Она сделала еще пару движений карандашом и решительно отложила его. Еще немного порассматривала рисунок, словно оценивая, а затем аккуратно вырвала страницу из блокнота. Достала из своей тумбочки двусторонний скотч и тщательно прикрепила на него портрет к стене у изголовья кровати.

— А откуда ты знаешь Елену Алексеевну? — вдруг поинтересовалась Катя. Она тут же пожалела о вопросе, потому что уши у Леночки моментально покраснели.

— Она из моей деревни, — ответила та, не поворачиваясь и делая вид, что поправляет рисунок на стене. — Ну, сейчас она здесь живет. Но родом оттуда. Они с моим папой в одном классе учились.

— А-а-а, понятно, — протянула Вика, успевшая налить себе чаю и выложить на стол оставшиеся пирожки. — Значит, у тебя тут мохнатая лапа.

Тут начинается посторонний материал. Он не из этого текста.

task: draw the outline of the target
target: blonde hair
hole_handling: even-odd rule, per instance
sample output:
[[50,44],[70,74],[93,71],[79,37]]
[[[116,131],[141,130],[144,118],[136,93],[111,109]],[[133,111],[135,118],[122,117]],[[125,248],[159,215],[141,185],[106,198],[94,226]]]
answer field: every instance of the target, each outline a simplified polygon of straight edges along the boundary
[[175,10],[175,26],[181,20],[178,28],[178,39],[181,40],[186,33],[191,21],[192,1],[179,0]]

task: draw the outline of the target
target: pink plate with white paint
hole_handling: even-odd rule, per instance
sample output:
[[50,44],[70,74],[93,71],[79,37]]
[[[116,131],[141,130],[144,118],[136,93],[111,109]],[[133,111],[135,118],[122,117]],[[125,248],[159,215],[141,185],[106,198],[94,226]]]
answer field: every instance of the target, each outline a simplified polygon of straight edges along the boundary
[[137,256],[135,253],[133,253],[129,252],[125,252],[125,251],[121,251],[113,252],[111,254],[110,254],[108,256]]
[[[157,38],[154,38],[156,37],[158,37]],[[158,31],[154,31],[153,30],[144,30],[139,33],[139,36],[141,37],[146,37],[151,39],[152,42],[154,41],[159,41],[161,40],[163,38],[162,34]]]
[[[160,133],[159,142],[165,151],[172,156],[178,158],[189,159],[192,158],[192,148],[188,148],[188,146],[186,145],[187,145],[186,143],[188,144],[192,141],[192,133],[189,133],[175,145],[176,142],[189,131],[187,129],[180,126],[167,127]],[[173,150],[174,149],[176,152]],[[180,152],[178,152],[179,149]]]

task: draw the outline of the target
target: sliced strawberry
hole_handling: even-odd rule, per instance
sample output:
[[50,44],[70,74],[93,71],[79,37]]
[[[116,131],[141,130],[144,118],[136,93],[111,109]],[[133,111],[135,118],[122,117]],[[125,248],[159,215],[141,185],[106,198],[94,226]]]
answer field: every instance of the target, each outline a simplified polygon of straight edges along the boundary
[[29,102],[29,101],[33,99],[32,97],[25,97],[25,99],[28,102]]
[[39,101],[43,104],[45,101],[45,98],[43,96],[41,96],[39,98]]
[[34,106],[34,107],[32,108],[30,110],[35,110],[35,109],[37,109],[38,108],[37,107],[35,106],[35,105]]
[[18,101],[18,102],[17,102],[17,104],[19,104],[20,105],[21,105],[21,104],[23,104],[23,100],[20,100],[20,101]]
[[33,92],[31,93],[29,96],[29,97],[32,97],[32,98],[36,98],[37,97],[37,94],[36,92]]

— Да какая мохнатая лапа. — Леночка, наконец отцепившись от рисунка, повернулась к ним лицом. Ее голос снова стал тонким и напряженным: — По-твоему, общине нужен плохой ветеринар? Они же меня для себя готовят. С меня и спросу будет больше всех, вот увидите!

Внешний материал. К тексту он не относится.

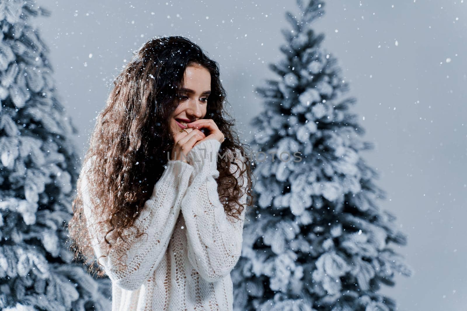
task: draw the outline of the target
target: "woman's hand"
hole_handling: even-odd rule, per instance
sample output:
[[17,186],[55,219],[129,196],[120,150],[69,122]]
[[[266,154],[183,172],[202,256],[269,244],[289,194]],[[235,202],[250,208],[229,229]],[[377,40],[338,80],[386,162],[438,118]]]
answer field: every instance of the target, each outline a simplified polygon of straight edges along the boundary
[[186,155],[195,145],[195,143],[206,137],[201,131],[197,129],[186,128],[187,131],[179,132],[174,137],[174,146],[172,148],[170,159],[180,160],[185,163]]
[[214,122],[214,121],[212,119],[200,119],[199,120],[197,120],[196,121],[188,123],[187,126],[189,128],[198,130],[202,128],[205,128],[210,131],[209,135],[195,144],[194,145],[195,146],[199,144],[202,141],[207,139],[217,139],[220,142],[221,144],[223,143],[224,141],[225,140],[224,134],[220,131],[219,128],[217,127],[217,124]]

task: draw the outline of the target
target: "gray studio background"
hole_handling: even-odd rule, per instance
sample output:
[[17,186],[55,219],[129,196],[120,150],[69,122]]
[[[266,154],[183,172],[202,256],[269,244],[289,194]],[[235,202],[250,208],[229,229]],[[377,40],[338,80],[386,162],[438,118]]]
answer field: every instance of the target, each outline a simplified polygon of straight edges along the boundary
[[[277,77],[284,12],[292,0],[73,1],[43,0],[42,35],[59,97],[79,128],[84,154],[113,77],[151,37],[181,35],[221,68],[242,137],[262,109],[255,86]],[[363,156],[382,174],[415,270],[381,291],[403,310],[467,310],[467,1],[327,1],[314,24],[350,83],[353,111],[376,144]]]

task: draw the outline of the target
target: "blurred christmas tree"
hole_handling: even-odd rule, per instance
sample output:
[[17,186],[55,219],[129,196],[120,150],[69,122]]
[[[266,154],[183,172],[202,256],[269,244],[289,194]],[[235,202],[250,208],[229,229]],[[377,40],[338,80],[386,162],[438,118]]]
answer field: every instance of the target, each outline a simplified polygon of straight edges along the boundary
[[54,94],[34,1],[0,0],[0,309],[109,310],[110,283],[72,261],[65,225],[80,163]]
[[323,3],[297,2],[304,14],[287,12],[292,30],[283,30],[286,59],[270,66],[281,78],[256,89],[265,109],[252,123],[252,146],[275,159],[257,154],[259,208],[247,215],[232,272],[235,309],[395,310],[378,290],[413,274],[389,245],[406,236],[378,206],[385,192],[360,154],[374,146],[359,137],[364,130],[348,111],[355,100],[340,99],[348,85],[311,29]]

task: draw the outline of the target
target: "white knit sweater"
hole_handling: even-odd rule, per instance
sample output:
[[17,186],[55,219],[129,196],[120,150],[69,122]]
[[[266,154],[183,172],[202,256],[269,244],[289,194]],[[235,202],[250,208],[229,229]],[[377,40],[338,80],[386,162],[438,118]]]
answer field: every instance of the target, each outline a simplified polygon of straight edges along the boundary
[[[99,262],[112,282],[113,311],[233,309],[230,271],[241,251],[245,210],[239,221],[228,216],[219,201],[215,179],[220,146],[215,139],[206,140],[189,152],[188,163],[168,162],[134,222],[147,235],[136,239],[135,230],[127,229],[127,242],[119,238],[115,243],[112,233],[107,235],[113,246]],[[236,166],[219,160],[235,172]],[[237,156],[241,167],[244,161]],[[96,215],[84,175],[81,190],[89,224]],[[239,179],[238,170],[235,175],[243,184],[240,201],[245,203],[246,177]],[[98,258],[107,249],[102,232],[108,229],[99,226],[89,227]],[[119,249],[127,254],[122,259],[126,268],[116,262]]]

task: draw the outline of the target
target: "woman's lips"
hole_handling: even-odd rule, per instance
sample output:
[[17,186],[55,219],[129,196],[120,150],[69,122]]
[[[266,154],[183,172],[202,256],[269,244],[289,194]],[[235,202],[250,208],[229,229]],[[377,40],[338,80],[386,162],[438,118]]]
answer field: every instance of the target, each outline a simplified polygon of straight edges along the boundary
[[178,124],[178,126],[180,126],[180,128],[186,129],[186,128],[188,128],[188,126],[185,126],[183,124],[181,124],[177,120],[175,120],[175,122],[177,122],[177,124]]

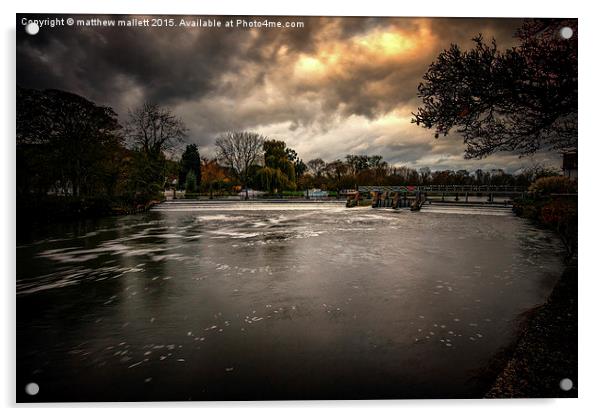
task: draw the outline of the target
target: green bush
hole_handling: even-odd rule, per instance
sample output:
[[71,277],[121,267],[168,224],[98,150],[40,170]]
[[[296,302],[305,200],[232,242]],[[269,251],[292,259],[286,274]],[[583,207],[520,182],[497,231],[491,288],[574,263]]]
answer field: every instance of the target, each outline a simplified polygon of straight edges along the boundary
[[564,176],[539,178],[529,186],[529,191],[541,195],[576,193],[577,181]]

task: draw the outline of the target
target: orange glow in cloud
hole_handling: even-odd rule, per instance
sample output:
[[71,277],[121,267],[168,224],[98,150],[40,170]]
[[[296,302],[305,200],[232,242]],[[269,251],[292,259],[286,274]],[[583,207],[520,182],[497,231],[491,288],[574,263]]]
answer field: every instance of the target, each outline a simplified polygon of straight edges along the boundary
[[376,69],[381,65],[420,59],[431,53],[436,39],[430,22],[420,21],[416,26],[413,31],[389,26],[351,39],[323,39],[316,52],[297,57],[294,75],[313,83],[324,77],[345,76],[354,68]]

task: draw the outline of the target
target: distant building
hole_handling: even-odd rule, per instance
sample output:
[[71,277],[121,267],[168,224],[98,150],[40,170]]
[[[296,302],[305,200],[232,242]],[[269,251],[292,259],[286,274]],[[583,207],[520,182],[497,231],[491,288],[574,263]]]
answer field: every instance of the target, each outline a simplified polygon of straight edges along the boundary
[[307,190],[307,197],[309,199],[319,199],[319,198],[326,198],[328,196],[328,192],[327,191],[323,191],[321,189],[308,189]]
[[238,196],[241,197],[241,198],[246,198],[247,192],[248,192],[249,198],[252,198],[252,199],[257,198],[257,197],[262,196],[262,195],[265,195],[264,191],[256,191],[255,189],[249,189],[248,191],[245,191],[243,189],[242,191],[240,191],[238,193]]
[[577,179],[577,152],[562,154],[562,174],[567,178]]

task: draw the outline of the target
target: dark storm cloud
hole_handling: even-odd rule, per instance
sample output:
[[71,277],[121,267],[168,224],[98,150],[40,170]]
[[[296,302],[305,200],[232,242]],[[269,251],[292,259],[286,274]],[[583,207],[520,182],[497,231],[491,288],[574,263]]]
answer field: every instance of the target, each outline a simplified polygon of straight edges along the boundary
[[[19,29],[22,17],[57,15],[18,16]],[[416,86],[450,43],[469,47],[482,33],[509,47],[521,24],[516,19],[270,19],[302,21],[304,27],[55,27],[36,36],[19,30],[17,82],[80,94],[113,107],[122,119],[145,100],[169,106],[189,127],[189,141],[205,152],[212,151],[220,132],[250,129],[286,140],[305,159],[379,153],[391,163],[447,158],[460,166],[468,163],[462,161],[461,141],[441,144],[409,123],[418,105]]]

— Ну да, и правда, — пожала плечами Вика. — Да ты не дергайся так, я же просто спросила. Тут, наверное, не очень сложно учиться будет, раз даже без экзаменов берут.

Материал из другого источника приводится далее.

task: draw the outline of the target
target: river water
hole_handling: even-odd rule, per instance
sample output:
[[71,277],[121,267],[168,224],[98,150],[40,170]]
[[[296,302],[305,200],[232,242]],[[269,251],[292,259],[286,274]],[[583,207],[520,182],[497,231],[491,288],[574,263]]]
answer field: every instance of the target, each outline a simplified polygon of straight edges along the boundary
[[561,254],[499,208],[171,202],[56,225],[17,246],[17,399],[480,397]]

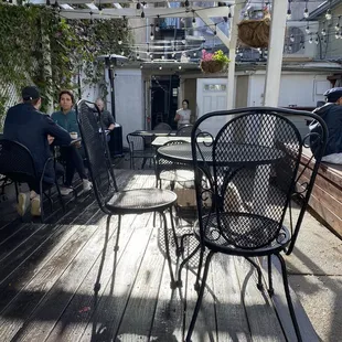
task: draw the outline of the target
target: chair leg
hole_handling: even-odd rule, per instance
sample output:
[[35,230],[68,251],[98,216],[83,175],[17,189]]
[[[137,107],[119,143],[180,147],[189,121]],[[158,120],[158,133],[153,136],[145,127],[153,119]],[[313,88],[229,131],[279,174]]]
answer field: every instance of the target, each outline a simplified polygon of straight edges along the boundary
[[18,196],[19,196],[18,182],[14,182],[14,188],[15,188],[15,201],[18,203]]
[[[201,288],[200,288],[200,292],[199,292],[199,298],[197,298],[197,301],[196,301],[196,306],[195,306],[194,312],[192,314],[192,319],[191,319],[191,322],[190,322],[190,327],[189,327],[189,330],[188,330],[185,342],[191,342],[191,335],[192,335],[193,330],[195,328],[195,323],[196,323],[197,316],[199,316],[199,312],[200,312],[200,308],[201,308],[201,304],[202,304],[205,282],[206,282],[206,278],[207,278],[209,266],[210,266],[210,263],[211,263],[211,259],[212,259],[213,255],[214,255],[214,252],[211,250],[210,254],[206,257],[206,260],[205,260],[205,267],[204,267],[202,284],[201,284]],[[199,268],[199,274],[200,272],[201,272],[201,268]]]
[[[179,287],[183,286],[182,270],[183,270],[184,265],[188,264],[188,261],[199,252],[200,247],[201,247],[201,245],[199,244],[199,246],[181,263],[181,265],[178,269],[178,278],[177,278],[177,284],[179,285]],[[200,271],[200,269],[199,269],[199,271]]]
[[253,259],[248,258],[248,257],[245,257],[245,259],[256,268],[256,270],[257,270],[257,272],[258,272],[257,288],[258,288],[260,291],[263,291],[264,286],[263,286],[263,274],[261,274],[260,266],[259,266],[257,263],[255,263]]
[[296,331],[296,335],[297,335],[298,342],[302,342],[300,330],[299,330],[299,325],[298,325],[298,321],[297,321],[296,313],[295,313],[293,303],[292,303],[292,300],[291,300],[286,264],[285,264],[285,260],[284,260],[281,255],[276,254],[276,256],[277,256],[277,258],[280,261],[281,272],[282,272],[284,290],[285,290],[287,303],[288,303],[288,307],[289,307],[290,316],[291,316],[291,319],[292,319],[293,328],[295,328],[295,331]]
[[194,289],[196,291],[200,290],[200,278],[201,278],[201,269],[202,269],[202,264],[203,264],[203,257],[204,257],[204,246],[200,245],[200,261],[199,261],[199,271],[197,271],[197,276],[196,276],[196,281],[194,284]]
[[63,201],[63,197],[62,197],[62,193],[61,193],[61,189],[60,189],[60,184],[58,184],[57,181],[56,181],[55,185],[56,185],[56,189],[57,189],[58,200],[60,200],[60,203],[62,205],[63,213],[65,213],[65,204],[64,204],[64,201]]
[[175,289],[177,288],[177,282],[174,281],[174,276],[173,276],[173,271],[172,271],[172,260],[171,260],[171,255],[170,255],[170,242],[169,242],[169,232],[168,232],[167,216],[165,216],[164,212],[161,212],[160,214],[161,214],[161,216],[163,218],[167,259],[168,259],[168,265],[169,265],[169,270],[170,270],[170,278],[171,278],[170,287],[171,287],[171,289]]
[[270,297],[274,296],[274,285],[272,285],[272,278],[271,278],[271,255],[267,256],[267,270],[268,270],[268,295]]
[[106,236],[105,236],[105,244],[104,244],[101,260],[100,260],[100,264],[99,264],[99,269],[98,269],[98,272],[97,272],[96,282],[94,285],[94,291],[95,291],[96,295],[98,293],[98,291],[100,289],[100,276],[101,276],[101,272],[103,272],[105,257],[106,257],[106,252],[107,252],[110,218],[111,218],[111,215],[108,215],[107,216]]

— Сложно. — Леночке явно было неловко за свою вспышку. — Хирургия вон одна чего стоит. А я и животных не очень люблю, если честно. Вы знали, что тут есть коровник?

Соседки дружно замотали головами.

— Вот! А он есть. И у нас будут в нем дежурства. Коровы все время гадят. И это нужно убирать. Все воняет, кругом мухи… А когда наступит зима, лепешки будут примерзать к полу! И мы будем лопатами их скрести, и так будет каждый день. А еще есть овцы, их надо стричь — ну, это по весне… И лошадь — она кусается и может дать копытами так, что голову проломит…

— Твои родители не держат скот? — догадалась Вика.

— Нет. Мама у меня как раз учительница начальных классов. Они с отцом познакомились в педе — он на физкультурном факультете учился. Подружились, поженились. Сперва жили в городе, он в футбольном клубе каком-то играл, подавал надежды… Меня родили тоже здесь, в Новосибирске. А потом отец получил травму и больше играть не смог. До сих пор хромает сильно. Мне тогда семь было. В общем, они уехали в деревню, община помогла с жильем, мама стала учительницей в нашей школе, а отец… — Она покраснела и не договорила.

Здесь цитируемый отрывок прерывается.